|The Reintegration of War-Affected Youth: The Experience of Mozambique (International Labour Organization, 1997, 52 p.)|
|3. Reintegrating war-affected youth into society in Mozambique through vocational skills training programmes|
|3.4. Selected examples of mainstream vocational training courses|
The GPE/GTZ Micro-enterprise Promotion Project in Mozambique started with an experimental phase in January 1992, which was transformed into a long-term phase in July 1993. It is contained within the Gabinete de Promo de Emprego (GPE), the Employment Promotion Office of the Mozambican Ministry of Labour. The project aims to create jobs and generate income through the promotion of micro-enterprises by awarding micro-credits (volume between US$200 and US$800) and conducting training courses on basic management issues. It operates primarily in the three major cities in Mozambique: Maputo, Beira and Nampula.1
1 GTZ, The Micro-enterprise Promotion Project in Mozambique GPE/GTZ presented in a few words, July 1993-July 1996, information note, Maputo, undated.

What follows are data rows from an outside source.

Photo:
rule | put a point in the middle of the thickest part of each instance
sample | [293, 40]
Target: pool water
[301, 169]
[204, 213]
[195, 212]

Since the beginning of credit operations in January 1994, more than 2,200 credits to the value of US$1 million have been disbursed (in Maputo and Beira only) and a reimbursement rate of more than 90 per cent has been achieved.2 In so far as training is concerned, a methodology known as Competency-based Economies through Formation of Enterprise (CEFE) has been used. It is a participatory and action-oriented training programme using games and simulations consisting of a set of different training modules. The course takes 22 hours half-time study over one week and includes instruction on business behaviour, basic book-keeping, price and cost control3 and sales promotion.
3 The Project Coordinator felt that more time might usefully be devoted to this issue. Discussion with Rolf Speit, 5 Dec. 1996.
A number of important lessons have been learnt during the four years the project has been running. For instance, the success of the project has been increased by opting for low-value individual credits and by concentrating on people with existing business experience. Eighty-five per cent of the course attendees1 are from commercial enterprises, and thus only a few are involved in production or service activities. Production companies could be developed but production is inherently risky and needs a much higher input of capital and technical expertise. Current profit margins in the commercial sector are a reasonable 20 per cent, but are likely to fall within the next 3-4 years.
1 Half are women and half are men, though not apparently by design.
The project coordinator pointed out that there were potential risks in promoting self-employment for youths without family responsibilities. Unless there was sufficient monitoring, credits might be more prone to abuse.